When the Tide Goes Out: Unemployment Insurance Trust Funds and the Great Recession, Lessons for and from New England
The unemployment insurance (UI) program is a federal-state program aiming to: (1) provide temporary, partial compensation for the lost earnings of individuals who become unemployed through no fault of their own and (2) serve as a stabilizer during economic downturns by injecting additional resources into the economy in the form of benefit payments. Each state, plus the District of Columbia, Puerto Rico, and the Virgin Islands, operates its own UI program within federal guidelines.
Since the onset of the Great Recession in late 2007, two-thirds of state UI programs depleted their trust funds and borrowed from the federal government in order to continue paying benefits to unemployed workers. This research examines why some state UI programs experienced insolvency during the Great Recession or in its aftermath while others did not. It places special emphasis on New England, describing the key features of the region's UI programs and examining the solvency of their trust funds over time, as well reforms enacted in these states that impact solvency. It concludes by offering policy options for strengthening UI trust fund solvency in the future.
Key Findings
- During the Great Recession, at least 35 states borrowed at some point to maintain fund solvency. As of 2012, 29 still had outstanding loans totaling $39 billion.
- There is a strong relationship between a state’s borrowing activity during or after the Great Recession and the financial status of its trust fund at the start of the downturn.
- The states that borrowed most heavily also faced higher unemployment, on average, than other states.
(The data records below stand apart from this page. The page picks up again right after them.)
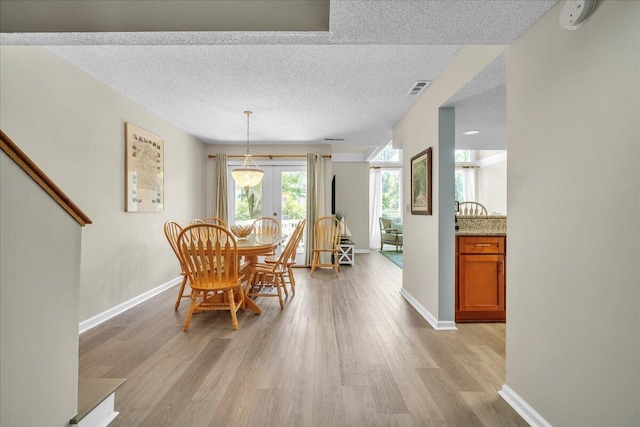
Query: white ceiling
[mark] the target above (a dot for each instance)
(304, 87)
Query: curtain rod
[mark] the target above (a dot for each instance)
(271, 156)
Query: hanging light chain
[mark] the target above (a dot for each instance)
(248, 113)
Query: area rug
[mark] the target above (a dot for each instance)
(394, 257)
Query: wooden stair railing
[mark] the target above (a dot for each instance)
(22, 160)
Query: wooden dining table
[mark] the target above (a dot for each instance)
(250, 248)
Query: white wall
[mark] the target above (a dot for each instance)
(352, 197)
(573, 328)
(72, 126)
(492, 181)
(39, 283)
(414, 133)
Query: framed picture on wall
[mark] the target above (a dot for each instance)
(421, 183)
(144, 170)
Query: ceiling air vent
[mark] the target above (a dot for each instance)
(418, 87)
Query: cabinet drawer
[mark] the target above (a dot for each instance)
(481, 245)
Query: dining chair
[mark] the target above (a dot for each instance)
(210, 261)
(264, 277)
(326, 241)
(171, 231)
(297, 234)
(471, 208)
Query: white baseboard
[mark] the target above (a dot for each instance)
(437, 325)
(94, 321)
(523, 409)
(101, 415)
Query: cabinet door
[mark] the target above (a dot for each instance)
(481, 282)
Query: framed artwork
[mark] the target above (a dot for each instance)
(144, 169)
(421, 183)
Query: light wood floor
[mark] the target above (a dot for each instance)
(343, 352)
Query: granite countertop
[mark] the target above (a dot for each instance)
(489, 225)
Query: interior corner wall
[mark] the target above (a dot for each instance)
(418, 130)
(352, 197)
(39, 283)
(446, 226)
(573, 324)
(72, 126)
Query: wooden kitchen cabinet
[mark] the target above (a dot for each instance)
(480, 279)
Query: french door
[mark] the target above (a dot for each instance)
(282, 194)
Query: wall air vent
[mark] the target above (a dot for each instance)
(418, 87)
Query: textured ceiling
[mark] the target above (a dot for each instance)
(303, 87)
(482, 105)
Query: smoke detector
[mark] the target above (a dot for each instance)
(418, 87)
(575, 12)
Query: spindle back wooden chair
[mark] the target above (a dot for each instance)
(266, 276)
(471, 209)
(326, 241)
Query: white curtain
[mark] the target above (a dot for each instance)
(375, 207)
(469, 184)
(221, 197)
(315, 199)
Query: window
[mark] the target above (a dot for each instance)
(388, 154)
(391, 179)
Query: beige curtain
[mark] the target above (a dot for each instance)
(220, 197)
(315, 199)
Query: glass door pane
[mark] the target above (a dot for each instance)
(247, 203)
(291, 198)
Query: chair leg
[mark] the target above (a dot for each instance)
(181, 292)
(192, 306)
(284, 286)
(279, 284)
(232, 306)
(314, 262)
(292, 280)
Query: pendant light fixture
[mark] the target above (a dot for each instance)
(249, 174)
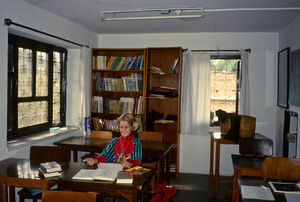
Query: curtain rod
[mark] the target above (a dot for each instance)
(248, 50)
(9, 22)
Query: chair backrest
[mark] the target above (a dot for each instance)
(150, 136)
(50, 153)
(280, 168)
(68, 196)
(101, 134)
(257, 146)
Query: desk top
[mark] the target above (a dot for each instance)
(242, 161)
(280, 197)
(81, 142)
(26, 169)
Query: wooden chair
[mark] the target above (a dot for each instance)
(281, 168)
(68, 196)
(44, 153)
(151, 162)
(101, 134)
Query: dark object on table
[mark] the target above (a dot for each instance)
(234, 131)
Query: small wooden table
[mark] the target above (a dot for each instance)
(218, 138)
(24, 173)
(151, 149)
(20, 173)
(280, 197)
(245, 166)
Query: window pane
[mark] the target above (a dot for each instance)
(41, 73)
(223, 86)
(24, 72)
(32, 113)
(56, 87)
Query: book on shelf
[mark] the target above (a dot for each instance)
(124, 178)
(50, 167)
(100, 62)
(105, 171)
(156, 70)
(52, 174)
(174, 66)
(97, 125)
(137, 170)
(285, 187)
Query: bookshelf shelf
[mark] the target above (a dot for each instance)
(117, 82)
(169, 61)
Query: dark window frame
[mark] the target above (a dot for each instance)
(14, 42)
(238, 83)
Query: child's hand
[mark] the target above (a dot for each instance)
(90, 161)
(126, 164)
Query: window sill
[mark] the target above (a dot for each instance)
(40, 137)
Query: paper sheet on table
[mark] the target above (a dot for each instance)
(257, 192)
(292, 197)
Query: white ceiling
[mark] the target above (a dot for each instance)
(87, 14)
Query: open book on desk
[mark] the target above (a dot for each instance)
(257, 192)
(105, 171)
(285, 187)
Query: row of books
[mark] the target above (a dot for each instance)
(125, 83)
(131, 105)
(163, 91)
(174, 68)
(110, 124)
(119, 63)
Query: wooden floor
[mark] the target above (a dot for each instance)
(195, 188)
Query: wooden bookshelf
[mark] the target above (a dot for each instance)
(168, 104)
(117, 74)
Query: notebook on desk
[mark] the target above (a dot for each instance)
(257, 192)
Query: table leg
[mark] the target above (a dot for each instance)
(234, 184)
(237, 189)
(167, 161)
(160, 170)
(75, 156)
(211, 166)
(3, 191)
(12, 194)
(217, 168)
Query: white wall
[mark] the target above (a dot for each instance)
(194, 156)
(26, 14)
(289, 37)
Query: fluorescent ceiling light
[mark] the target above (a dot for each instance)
(152, 14)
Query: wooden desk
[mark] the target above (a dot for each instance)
(20, 173)
(245, 166)
(218, 138)
(252, 182)
(151, 149)
(24, 173)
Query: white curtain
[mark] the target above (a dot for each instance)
(245, 91)
(195, 93)
(84, 81)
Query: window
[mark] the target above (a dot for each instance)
(224, 85)
(36, 86)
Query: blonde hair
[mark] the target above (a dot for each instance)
(128, 118)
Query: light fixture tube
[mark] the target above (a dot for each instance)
(161, 15)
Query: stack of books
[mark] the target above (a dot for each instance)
(50, 169)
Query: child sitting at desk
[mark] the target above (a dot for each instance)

All the borrower states had, on average, lower ratios of taxable to total wages than states that did not take out loans, but the borrower states did not necessarily have more generous unemployment insurance benefits.
- An erosion of a state’s taxable wage base—that is, the portion of an employee’s wages that is subject to unemployment insurance taxes—appears to have been an important contributing factor to the solvency issues faced by many states during the Great Recession.
- Unbalanced reforms—that is, those that cut taxes without reducing benefits or those that increase benefits without also raising tax revenues—as well as low trust fund targets also contributed to solvency problems in some states.
- With the exception of Maine, which undertook pro-solvency reforms in the late 1990s, all of the New England states experienced UI trust fund insolvency since the onset of the Great Recession.
- Recommended measures to strengthen long-term UI solvency include: 1) increasing and indexing the taxable wage base, 2) avoiding unbalanced reforms, and 3) re-examining employer tax rates.